Torres Sticks Things Out and It Pays Big Dividends

Images of greener pastures always seemed to beckon Mike Torres. Thoughts of a Southern Section baseball title kept him in place.

From the time he made the decision to attend Santa Ana Mater Dei, only to learn later that the pitching coach he wanted to learn under had taken another job, to changing positions heading into his junior season, Torres had cause to apply his skills elsewhere.

But after each setback, Torres decided it was best to stay at Mater Dei. Not only was he forming a lasting bond with the parochial school and a growing group of friends, he also recognized he could be part of something special.

His beliefs rang true last month in the Division I championship game. Torres, a USC-bound second baseman, had three hits and drove in three runs to help the Monarchs to a 9-3 victory over top-seeded Riverside Poly at Angel Stadium, securing the program's first title in 25 years.

"I don't think I'm ever going to forget winning the [section] championship," said Torres, The Times' baseball player of the year. "Especially at Mater Dei, where they hadn't won one in a while."

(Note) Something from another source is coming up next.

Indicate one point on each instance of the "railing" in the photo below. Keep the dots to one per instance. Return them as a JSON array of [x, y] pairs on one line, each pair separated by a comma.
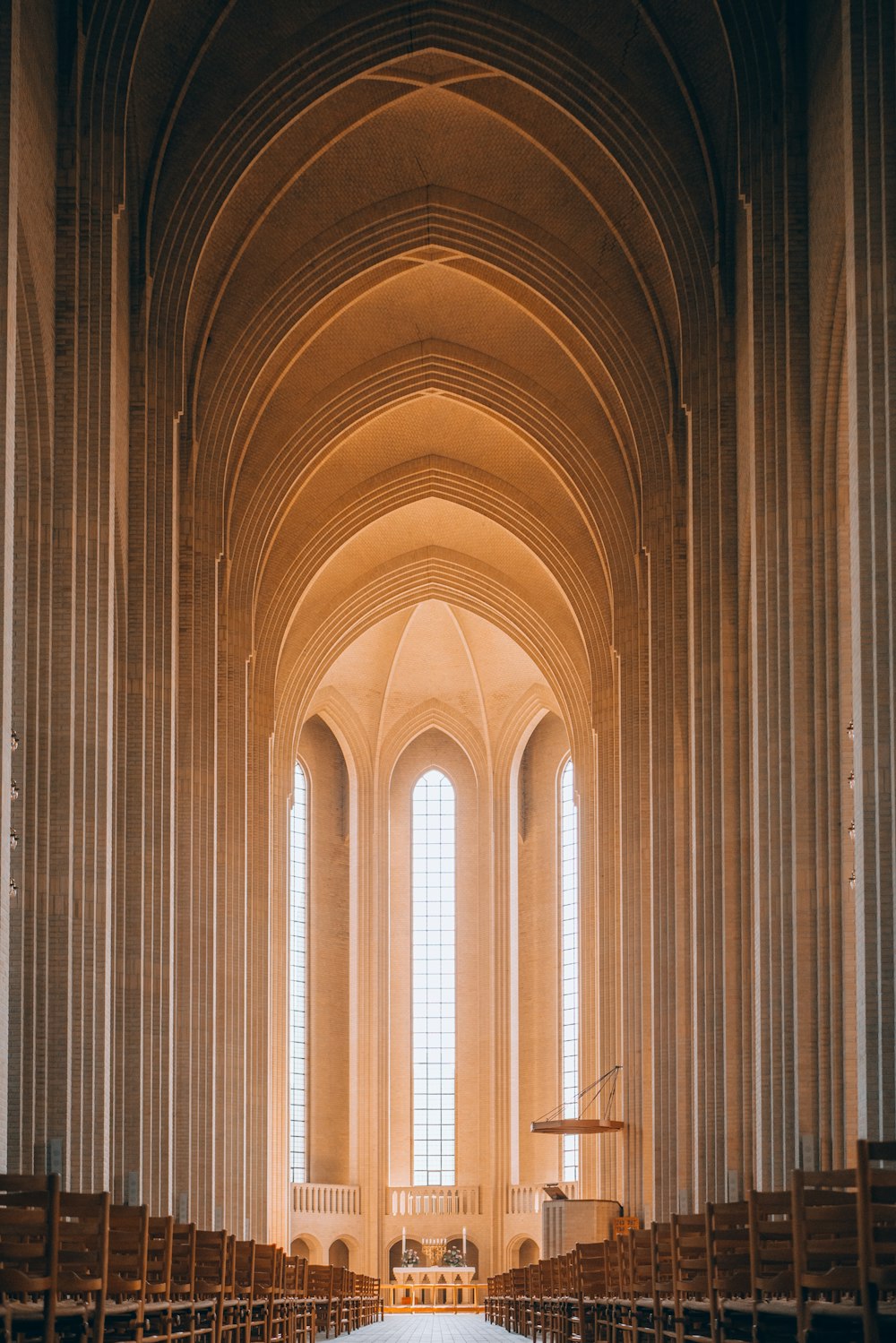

The left-handed-hitter, who batted third, was the toughest out in the Monarch lineup last season. Despite playing with a hernia the last two months, he batted .459 with 23 runs batted in and stole 19 bases in 20 attempts, earning him Serra League co-most valuable player and Division I player of the year.

Torres said he never contemplated sitting out because of his injury. In a 7-1 semifinal victory over Moreno Valley Canyon Springs, he gave the Monarchs a 1-0 lead with a first-inning triple over the head of the right fielder and was in obvious pain as he dusted off after a head-first slide.

Mike Torres Sr. said he thought his son's season was over after the play, but Torres remained in the game and scored the second run on a sacrifice fly.

Torres, who is scheduled to have hernia surgery early next month, said he did not remove himself from the game for the same reason he didn't transfer. He wanted to be part of something special.

"We had a team meeting," Torres said Wednesday night from Cancun, where he's on a 10-day graduation trip. "And we all said, if at anytime I wasn't doing the job, we had to go with someone else."

When Torres decided to enroll at Mater Dei, he had five years of pitching lessons under his belt. He had originally planned to continue developing his skills under Steve Lambright, formerly an assistant coach. But Lambright left for Huntington Beach Edison after the 1999 season, a few months after Burt Call was selected to take over for longtime Mater Dei Coach Bob Ickes.

Torres decided to attend Mater Dei anyway, but then learned that its pitchers typically do not hit for themselves, so he decided to keep mum regarding his pitching experience.

He was elevated to the varsity at the end of his freshman year. Torres earned the starting shortstop job his sophomore year and that summer was invited to participate in the U.S. Junior Olympic trials. After an arm injury prevented Torres from making the team, Danny Espinosa, then the second baseman at Mater Dei, became the starting shortstop on the Junior Olympic team.

The next season, Espinosa beat out Torres at shortstop for Mater Dei as well. Torres said he considered transferring to Mission Viejo Capistrano Valley, but was unable to walk away from his relationships.

"I could have played shortstop somewhere else," he said. "But deep down, I knew there was something special about our team, just the way we clicked."

Torres won league player-of-the-year honors as a junior and signed with USC in the fall, setting the stage for a banner senior season. Today, he cherishes his decision to remain at Mater Dei.

"If I would have left," he said, "I would have missed out."